なんか

 サブカルチャーのことを大衆文化だと勘違いしてた時期が僕にはあった.というのも高校の頃,クラスの大半の人はアニメを観ていたからで,サブカルチャーを知っていれば誰とでも会話できるんだとてっきり思い込んでいたのだけど,サブカルチャーというものはその名の通り,大衆文化に馴染めなかったひとたちがのめり込むもので,ぜんぜん文化のメインストリームじゃなかったということに大学に入って気が付いた.それで,ハイカルチャーの話題もサブカルチャ―の話題も通じないひとと話せる共通の話題が一つもないことに愕然とした.
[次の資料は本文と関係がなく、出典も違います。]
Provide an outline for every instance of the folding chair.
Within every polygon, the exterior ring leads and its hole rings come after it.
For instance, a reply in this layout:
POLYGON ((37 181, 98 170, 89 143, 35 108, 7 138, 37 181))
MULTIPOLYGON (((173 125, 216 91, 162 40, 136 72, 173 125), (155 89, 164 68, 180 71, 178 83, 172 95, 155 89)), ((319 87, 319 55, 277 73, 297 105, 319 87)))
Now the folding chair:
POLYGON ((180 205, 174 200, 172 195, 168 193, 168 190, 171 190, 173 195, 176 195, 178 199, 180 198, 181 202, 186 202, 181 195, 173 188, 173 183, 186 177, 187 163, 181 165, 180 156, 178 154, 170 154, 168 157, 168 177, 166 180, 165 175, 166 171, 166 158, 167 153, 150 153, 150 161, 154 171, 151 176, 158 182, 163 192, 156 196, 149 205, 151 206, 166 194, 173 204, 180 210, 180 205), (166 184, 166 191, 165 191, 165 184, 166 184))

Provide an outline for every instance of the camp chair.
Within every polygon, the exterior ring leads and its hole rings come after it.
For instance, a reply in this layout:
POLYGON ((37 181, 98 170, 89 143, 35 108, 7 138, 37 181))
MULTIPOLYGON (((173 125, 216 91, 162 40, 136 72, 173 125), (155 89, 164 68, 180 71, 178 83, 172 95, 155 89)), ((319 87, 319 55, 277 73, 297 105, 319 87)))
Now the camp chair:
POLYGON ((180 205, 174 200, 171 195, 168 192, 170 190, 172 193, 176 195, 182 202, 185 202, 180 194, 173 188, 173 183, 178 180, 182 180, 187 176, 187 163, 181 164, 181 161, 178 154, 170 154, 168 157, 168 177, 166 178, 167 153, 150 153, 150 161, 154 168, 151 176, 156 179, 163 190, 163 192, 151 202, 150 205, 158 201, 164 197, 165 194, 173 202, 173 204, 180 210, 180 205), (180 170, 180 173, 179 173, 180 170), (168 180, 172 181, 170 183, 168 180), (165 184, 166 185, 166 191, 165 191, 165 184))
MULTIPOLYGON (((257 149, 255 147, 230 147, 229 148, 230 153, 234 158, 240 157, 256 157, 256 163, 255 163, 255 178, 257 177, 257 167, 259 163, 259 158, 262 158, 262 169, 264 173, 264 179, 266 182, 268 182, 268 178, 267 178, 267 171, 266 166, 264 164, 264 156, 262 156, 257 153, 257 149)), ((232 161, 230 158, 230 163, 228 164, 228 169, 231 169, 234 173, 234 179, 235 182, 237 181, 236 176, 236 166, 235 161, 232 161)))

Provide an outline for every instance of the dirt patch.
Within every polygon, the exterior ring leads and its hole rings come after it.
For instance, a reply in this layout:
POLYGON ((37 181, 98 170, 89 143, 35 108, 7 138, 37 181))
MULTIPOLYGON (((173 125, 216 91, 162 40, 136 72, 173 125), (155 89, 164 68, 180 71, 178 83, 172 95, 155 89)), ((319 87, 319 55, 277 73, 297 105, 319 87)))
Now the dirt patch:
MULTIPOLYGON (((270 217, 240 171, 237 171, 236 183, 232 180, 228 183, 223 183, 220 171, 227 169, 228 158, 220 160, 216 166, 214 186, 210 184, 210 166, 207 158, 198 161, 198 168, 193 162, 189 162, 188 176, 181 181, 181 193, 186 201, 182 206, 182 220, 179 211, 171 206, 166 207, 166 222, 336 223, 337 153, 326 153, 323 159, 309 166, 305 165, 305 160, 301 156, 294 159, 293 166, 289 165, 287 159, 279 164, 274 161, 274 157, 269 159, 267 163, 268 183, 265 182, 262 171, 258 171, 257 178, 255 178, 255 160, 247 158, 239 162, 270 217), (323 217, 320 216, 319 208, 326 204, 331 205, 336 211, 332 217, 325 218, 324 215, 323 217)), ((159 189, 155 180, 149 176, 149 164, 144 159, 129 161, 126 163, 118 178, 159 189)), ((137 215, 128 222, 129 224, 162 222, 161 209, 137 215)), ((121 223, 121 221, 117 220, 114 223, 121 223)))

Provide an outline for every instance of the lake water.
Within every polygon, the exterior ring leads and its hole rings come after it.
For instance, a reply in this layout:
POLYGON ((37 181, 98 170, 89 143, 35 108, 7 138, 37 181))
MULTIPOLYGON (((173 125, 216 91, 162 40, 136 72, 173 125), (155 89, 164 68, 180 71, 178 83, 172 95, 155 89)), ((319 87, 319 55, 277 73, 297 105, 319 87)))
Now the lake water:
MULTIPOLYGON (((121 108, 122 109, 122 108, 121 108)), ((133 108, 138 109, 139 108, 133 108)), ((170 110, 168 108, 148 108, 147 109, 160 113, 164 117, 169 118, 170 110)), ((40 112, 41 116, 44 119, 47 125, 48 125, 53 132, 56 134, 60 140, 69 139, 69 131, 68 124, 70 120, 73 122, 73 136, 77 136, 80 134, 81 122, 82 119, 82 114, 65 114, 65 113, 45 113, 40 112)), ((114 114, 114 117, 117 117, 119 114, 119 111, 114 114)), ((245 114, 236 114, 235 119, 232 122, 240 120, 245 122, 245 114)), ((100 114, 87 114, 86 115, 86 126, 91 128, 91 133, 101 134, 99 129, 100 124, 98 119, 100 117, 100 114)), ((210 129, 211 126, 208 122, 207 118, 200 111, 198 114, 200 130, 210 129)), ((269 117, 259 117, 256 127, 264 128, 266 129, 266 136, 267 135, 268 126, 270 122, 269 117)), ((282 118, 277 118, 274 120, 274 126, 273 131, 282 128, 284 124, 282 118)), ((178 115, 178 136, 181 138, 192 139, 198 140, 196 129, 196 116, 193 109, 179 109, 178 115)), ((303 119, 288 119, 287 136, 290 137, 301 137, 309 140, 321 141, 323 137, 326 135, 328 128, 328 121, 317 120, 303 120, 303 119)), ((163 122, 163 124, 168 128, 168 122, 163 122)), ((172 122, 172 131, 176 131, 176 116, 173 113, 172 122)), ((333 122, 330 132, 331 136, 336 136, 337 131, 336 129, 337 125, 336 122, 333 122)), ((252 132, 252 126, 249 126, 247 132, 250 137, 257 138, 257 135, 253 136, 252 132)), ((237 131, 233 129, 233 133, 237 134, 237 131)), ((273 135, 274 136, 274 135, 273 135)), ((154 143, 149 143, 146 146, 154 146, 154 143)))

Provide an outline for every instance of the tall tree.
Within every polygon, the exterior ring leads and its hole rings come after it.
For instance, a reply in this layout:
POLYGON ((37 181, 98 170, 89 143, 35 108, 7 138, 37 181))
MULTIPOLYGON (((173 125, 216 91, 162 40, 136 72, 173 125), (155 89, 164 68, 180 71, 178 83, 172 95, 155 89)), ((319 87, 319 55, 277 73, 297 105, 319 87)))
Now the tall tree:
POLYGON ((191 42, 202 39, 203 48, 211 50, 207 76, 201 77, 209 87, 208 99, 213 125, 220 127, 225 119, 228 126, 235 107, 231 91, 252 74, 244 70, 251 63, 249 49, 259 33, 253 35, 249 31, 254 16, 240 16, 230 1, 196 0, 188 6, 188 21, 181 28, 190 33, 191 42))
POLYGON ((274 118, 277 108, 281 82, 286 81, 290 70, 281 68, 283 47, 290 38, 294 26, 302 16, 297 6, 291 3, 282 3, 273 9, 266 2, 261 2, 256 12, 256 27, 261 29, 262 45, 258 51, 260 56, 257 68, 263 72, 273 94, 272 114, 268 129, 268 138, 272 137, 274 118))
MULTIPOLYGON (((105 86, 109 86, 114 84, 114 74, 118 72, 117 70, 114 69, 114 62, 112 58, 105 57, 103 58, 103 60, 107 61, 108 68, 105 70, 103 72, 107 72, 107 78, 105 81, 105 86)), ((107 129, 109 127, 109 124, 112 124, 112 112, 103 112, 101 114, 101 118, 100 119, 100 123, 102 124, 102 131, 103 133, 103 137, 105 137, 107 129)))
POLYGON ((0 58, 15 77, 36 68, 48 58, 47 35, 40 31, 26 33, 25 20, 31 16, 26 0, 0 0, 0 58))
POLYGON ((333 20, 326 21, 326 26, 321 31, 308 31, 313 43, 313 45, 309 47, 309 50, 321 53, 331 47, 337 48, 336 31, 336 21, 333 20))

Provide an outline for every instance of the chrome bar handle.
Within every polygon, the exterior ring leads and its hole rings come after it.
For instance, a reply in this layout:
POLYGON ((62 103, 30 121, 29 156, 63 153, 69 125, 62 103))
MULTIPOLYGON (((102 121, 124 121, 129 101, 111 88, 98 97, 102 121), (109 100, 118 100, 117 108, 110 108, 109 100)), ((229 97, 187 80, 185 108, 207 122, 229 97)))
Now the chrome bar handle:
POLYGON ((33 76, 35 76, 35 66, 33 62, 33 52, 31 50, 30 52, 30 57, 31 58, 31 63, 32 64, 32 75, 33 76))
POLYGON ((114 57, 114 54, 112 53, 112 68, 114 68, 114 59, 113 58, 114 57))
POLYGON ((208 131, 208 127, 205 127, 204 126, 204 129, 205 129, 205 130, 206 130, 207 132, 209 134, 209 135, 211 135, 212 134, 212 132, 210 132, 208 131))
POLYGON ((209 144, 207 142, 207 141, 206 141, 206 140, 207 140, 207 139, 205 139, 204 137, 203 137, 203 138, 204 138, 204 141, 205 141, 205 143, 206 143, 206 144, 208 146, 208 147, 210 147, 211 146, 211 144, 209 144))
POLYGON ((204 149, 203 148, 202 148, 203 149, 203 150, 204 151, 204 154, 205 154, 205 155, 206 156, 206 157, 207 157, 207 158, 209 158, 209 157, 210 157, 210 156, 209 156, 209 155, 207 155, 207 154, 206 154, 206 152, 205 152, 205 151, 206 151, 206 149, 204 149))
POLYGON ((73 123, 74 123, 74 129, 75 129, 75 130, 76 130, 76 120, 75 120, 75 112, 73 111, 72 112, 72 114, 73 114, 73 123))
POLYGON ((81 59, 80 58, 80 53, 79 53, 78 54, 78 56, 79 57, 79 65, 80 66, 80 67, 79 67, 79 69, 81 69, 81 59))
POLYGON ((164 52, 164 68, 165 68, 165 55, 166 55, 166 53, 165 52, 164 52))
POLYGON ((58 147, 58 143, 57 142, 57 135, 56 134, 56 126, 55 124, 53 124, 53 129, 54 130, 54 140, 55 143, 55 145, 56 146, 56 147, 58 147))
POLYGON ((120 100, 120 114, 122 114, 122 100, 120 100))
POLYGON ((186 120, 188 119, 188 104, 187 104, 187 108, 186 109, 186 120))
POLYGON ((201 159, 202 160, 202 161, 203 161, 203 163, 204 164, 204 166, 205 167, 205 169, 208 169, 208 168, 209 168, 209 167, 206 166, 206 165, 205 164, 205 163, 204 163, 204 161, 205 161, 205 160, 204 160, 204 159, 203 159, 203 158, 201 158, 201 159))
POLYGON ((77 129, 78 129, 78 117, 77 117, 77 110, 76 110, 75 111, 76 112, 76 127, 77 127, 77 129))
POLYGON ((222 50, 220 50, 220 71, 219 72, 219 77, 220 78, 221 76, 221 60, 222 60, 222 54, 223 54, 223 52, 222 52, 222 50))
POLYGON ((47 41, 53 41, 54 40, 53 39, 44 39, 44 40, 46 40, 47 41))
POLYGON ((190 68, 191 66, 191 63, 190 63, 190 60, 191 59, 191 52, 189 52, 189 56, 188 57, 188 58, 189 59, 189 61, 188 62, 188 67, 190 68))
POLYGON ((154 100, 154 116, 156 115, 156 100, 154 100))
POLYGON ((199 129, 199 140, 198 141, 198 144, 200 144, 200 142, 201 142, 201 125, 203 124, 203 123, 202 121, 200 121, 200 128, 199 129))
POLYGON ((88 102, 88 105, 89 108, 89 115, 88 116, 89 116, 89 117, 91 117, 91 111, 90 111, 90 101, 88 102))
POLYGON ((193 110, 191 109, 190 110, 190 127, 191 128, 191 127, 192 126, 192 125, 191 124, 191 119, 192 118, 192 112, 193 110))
 他人に話せる共通の話題が一つもないというのは,僕としては喜ばしいことですらあるけれど,飲み会のような社交場ではそんな態度は許されないわけで,けっきょくそんな場で黙ることしかできない僕はいつも気まずい気分になる.それなら飲み会に行かなければいい,というのはその通りで,実際,僕はなるべく飲み会には出ないようにしてるのだけど,それでも年に何回かは絶対に出なきゃいけない機会がある.そのたびに空気を読まないひとが世の中に殖えればいいと思うし,大衆文化が滅びればいいとも思うのだけど,マルチチュードの到来を信じられるほど能天気でもないので,気分は暗くなる一方で,どうしようもない.